This cluster shows how to stop hand-mouthing, thumb-sucking, nail-biting, and pica in kids and adults with disabilities. It gives easy steps like adding a favorite toy, a quick taste spray, or a special plate to cut the behavior fast. The studies prove one fix can also stop other habits, saving time and stress. A BCBA can copy these tricks to keep clients safe and happy without hard words or big plans.
Common questions from BCBAs and RBTs
Multi-component packages that include a competing stimulus assessment, differential reinforcement for discarding pica items, and response interruption and redirection have shown the strongest results across studies.
Run a competing stimulus assessment that matches the sensory properties of the pica items—texture, weight, and oral sensation. Items that closely match the sensory function of the pica item produce better results.
Block at the precursor movement, before the item reaches the mouth. Research shows that waiting to block after contact is less effective and that partial blocking at the pick-up stage does not reliably stop automatically reinforced pica.
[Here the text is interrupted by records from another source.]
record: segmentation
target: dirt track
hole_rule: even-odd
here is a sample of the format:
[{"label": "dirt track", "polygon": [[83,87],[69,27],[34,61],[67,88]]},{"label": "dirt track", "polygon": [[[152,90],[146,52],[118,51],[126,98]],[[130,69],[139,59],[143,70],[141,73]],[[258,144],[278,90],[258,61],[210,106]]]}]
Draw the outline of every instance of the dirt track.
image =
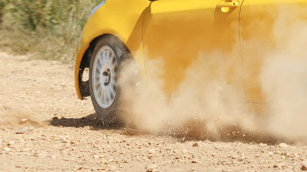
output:
[{"label": "dirt track", "polygon": [[90,100],[77,99],[72,66],[4,53],[0,64],[1,171],[291,171],[307,160],[306,146],[103,128]]}]

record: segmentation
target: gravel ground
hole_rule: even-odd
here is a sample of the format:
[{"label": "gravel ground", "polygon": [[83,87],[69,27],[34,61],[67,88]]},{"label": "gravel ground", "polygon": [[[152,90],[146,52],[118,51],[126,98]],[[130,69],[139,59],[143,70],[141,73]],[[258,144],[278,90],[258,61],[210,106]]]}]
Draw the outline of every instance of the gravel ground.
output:
[{"label": "gravel ground", "polygon": [[303,145],[182,142],[104,128],[90,100],[77,99],[72,66],[4,53],[0,64],[1,171],[307,170]]}]

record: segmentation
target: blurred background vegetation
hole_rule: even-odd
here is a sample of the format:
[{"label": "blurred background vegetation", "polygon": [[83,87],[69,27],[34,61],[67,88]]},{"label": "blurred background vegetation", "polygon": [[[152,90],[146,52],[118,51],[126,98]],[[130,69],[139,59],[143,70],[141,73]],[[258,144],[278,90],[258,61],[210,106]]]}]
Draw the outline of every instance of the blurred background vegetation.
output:
[{"label": "blurred background vegetation", "polygon": [[0,51],[73,62],[91,11],[105,0],[0,0]]}]

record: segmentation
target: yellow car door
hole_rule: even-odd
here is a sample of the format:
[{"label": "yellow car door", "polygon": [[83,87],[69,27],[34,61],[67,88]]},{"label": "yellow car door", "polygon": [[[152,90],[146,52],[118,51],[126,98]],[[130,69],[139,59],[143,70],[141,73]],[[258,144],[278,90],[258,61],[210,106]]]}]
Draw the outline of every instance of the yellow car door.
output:
[{"label": "yellow car door", "polygon": [[[265,77],[261,79],[264,76],[261,75],[264,73],[264,70],[268,67],[266,63],[268,58],[278,58],[277,57],[278,52],[288,47],[287,44],[292,39],[291,30],[291,27],[294,27],[294,22],[304,18],[305,22],[306,21],[306,0],[244,0],[243,2],[239,28],[245,73],[244,88],[248,101],[255,103],[267,102],[264,86],[266,83],[272,81],[268,81],[270,79]],[[275,69],[272,69],[272,71]],[[280,76],[277,75],[276,77]]]},{"label": "yellow car door", "polygon": [[[208,85],[221,81],[243,90],[238,36],[241,3],[236,0],[151,1],[143,26],[146,75],[161,73],[159,81],[169,96],[180,95],[177,91],[184,80],[194,85],[195,82]],[[155,59],[162,59],[162,63],[153,65]],[[193,87],[190,87],[187,91],[192,93]]]}]

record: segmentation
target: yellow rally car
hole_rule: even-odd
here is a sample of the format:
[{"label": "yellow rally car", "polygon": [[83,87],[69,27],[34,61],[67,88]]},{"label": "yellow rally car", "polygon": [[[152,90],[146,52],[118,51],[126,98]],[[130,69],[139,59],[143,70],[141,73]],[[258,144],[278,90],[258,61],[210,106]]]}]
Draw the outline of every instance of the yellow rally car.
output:
[{"label": "yellow rally car", "polygon": [[[201,58],[210,63],[204,65],[206,82],[225,81],[238,93],[231,101],[256,110],[267,102],[260,75],[269,50],[279,45],[276,21],[295,13],[295,17],[307,18],[305,6],[306,0],[103,1],[78,40],[78,97],[91,96],[97,113],[111,122],[120,108],[120,88],[125,87],[119,82],[125,59],[135,62],[136,75],[144,79],[155,72],[147,63],[162,57],[163,92],[173,96],[189,67]],[[86,68],[89,79],[84,81]]]}]

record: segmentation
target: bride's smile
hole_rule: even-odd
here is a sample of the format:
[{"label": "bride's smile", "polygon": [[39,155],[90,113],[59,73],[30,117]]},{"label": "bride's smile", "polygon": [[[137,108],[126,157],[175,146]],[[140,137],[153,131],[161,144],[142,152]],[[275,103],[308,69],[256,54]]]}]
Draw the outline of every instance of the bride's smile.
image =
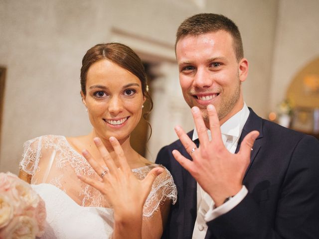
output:
[{"label": "bride's smile", "polygon": [[83,102],[97,135],[126,139],[136,127],[142,113],[141,81],[112,61],[103,59],[89,69]]}]

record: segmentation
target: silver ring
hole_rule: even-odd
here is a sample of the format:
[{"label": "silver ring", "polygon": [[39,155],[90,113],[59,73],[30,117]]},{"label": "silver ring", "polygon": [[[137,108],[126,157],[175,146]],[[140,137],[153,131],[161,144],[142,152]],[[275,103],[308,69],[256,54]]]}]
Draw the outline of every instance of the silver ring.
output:
[{"label": "silver ring", "polygon": [[103,171],[101,174],[101,178],[103,178],[103,177],[104,177],[104,175],[107,173],[108,173],[108,171],[107,170]]},{"label": "silver ring", "polygon": [[192,148],[191,151],[190,151],[190,154],[191,154],[191,153],[195,152],[195,150],[197,149],[197,147],[195,147],[194,148]]}]

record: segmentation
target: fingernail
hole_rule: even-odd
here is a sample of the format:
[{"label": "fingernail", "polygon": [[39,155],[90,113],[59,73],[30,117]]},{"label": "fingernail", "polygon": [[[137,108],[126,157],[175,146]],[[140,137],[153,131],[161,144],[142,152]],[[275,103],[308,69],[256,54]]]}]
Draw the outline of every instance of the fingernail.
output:
[{"label": "fingernail", "polygon": [[178,132],[180,130],[180,126],[179,125],[176,125],[174,128],[174,129],[175,129],[176,132]]},{"label": "fingernail", "polygon": [[88,155],[88,150],[86,149],[83,149],[82,151],[82,154],[83,156],[86,156]]},{"label": "fingernail", "polygon": [[212,106],[211,105],[208,105],[207,106],[207,110],[209,111],[212,111],[213,110],[213,106]]},{"label": "fingernail", "polygon": [[196,113],[197,112],[198,112],[198,108],[197,107],[194,107],[192,108],[191,108],[191,111],[194,113]]}]

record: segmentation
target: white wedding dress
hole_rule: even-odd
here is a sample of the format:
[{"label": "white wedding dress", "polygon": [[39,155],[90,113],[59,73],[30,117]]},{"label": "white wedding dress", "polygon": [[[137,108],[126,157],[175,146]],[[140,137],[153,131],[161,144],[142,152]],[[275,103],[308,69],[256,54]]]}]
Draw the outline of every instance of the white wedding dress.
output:
[{"label": "white wedding dress", "polygon": [[[32,175],[32,188],[45,202],[46,227],[42,239],[109,238],[113,233],[113,211],[95,188],[79,180],[80,173],[99,179],[86,160],[63,136],[44,135],[24,145],[21,169]],[[143,179],[152,164],[132,169]],[[177,190],[165,169],[156,179],[143,208],[144,220],[159,210],[165,200],[174,204]],[[128,235],[129,236],[129,235]]]}]

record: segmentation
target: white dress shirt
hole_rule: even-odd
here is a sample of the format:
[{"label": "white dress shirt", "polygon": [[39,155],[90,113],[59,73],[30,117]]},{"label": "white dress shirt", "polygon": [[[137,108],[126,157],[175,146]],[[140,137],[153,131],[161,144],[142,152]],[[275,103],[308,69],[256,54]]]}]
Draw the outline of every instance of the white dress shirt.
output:
[{"label": "white dress shirt", "polygon": [[[243,108],[220,126],[223,142],[231,153],[235,153],[243,128],[249,116],[249,110],[244,103]],[[207,129],[207,133],[209,140],[211,140],[209,129]],[[194,140],[197,138],[197,132],[194,128],[192,139]],[[206,222],[211,221],[230,211],[245,198],[247,193],[247,189],[245,186],[243,186],[241,190],[233,197],[219,207],[215,208],[215,203],[212,198],[197,183],[197,215],[192,239],[204,239],[207,230]]]}]

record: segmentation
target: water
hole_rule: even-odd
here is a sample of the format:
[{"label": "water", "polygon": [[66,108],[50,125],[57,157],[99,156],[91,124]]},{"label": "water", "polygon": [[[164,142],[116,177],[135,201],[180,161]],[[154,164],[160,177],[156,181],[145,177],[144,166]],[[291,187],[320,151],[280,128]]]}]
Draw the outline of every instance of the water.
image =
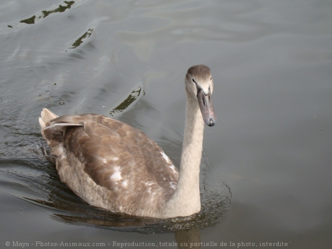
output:
[{"label": "water", "polygon": [[[329,248],[331,11],[327,0],[0,4],[1,247]],[[184,74],[201,63],[217,118],[205,131],[205,215],[110,214],[61,183],[40,149],[42,108],[113,116],[178,165]]]}]

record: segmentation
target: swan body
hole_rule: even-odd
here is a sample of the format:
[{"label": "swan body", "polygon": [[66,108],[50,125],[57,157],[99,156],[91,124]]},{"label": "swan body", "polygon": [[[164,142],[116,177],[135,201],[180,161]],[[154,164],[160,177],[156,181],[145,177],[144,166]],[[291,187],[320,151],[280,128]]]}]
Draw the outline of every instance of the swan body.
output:
[{"label": "swan body", "polygon": [[58,117],[44,109],[41,133],[61,181],[90,204],[112,212],[160,218],[199,212],[204,123],[216,121],[210,69],[192,66],[185,85],[180,172],[154,141],[127,124],[97,114]]}]

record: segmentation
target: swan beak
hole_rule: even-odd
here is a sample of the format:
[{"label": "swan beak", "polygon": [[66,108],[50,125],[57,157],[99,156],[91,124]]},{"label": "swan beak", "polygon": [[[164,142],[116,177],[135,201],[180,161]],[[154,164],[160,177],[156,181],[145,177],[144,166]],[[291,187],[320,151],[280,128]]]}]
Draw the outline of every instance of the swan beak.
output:
[{"label": "swan beak", "polygon": [[207,94],[205,94],[204,91],[200,89],[197,94],[197,100],[203,120],[209,126],[213,126],[216,123],[216,114],[214,113],[211,97],[211,94],[210,90]]}]

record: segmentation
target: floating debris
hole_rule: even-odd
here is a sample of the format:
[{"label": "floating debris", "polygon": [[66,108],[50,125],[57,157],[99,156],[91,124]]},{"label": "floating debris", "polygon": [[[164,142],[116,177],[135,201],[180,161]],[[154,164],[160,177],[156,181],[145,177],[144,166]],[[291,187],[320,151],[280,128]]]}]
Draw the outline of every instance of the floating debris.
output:
[{"label": "floating debris", "polygon": [[[139,89],[133,91],[127,98],[122,101],[120,105],[115,107],[110,113],[112,116],[115,114],[122,112],[129,107],[131,103],[135,101],[140,95],[142,88],[138,87]],[[144,91],[143,92],[144,93]]]},{"label": "floating debris", "polygon": [[94,29],[88,29],[88,31],[85,33],[83,35],[75,41],[75,42],[71,45],[71,46],[72,46],[72,47],[68,48],[75,48],[77,47],[84,41],[84,40],[89,38],[90,37]]}]

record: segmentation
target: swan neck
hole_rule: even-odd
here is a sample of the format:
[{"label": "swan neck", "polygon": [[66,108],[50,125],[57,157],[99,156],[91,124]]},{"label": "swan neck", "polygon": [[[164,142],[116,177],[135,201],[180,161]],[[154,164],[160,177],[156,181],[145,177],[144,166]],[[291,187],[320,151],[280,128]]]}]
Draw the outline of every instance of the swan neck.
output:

Habit reversal training uses awareness training, a competing response, and social support to reduce repetitive behaviors. It has strong evidence for tics, skin picking, hair pulling, nail biting, and thumb sucking.
This is called renewal—old behaviors can return when the context changes. Plan a renewal-mitigation step that maintains your extinction and differential reinforcement procedures in the new environment for several sessions.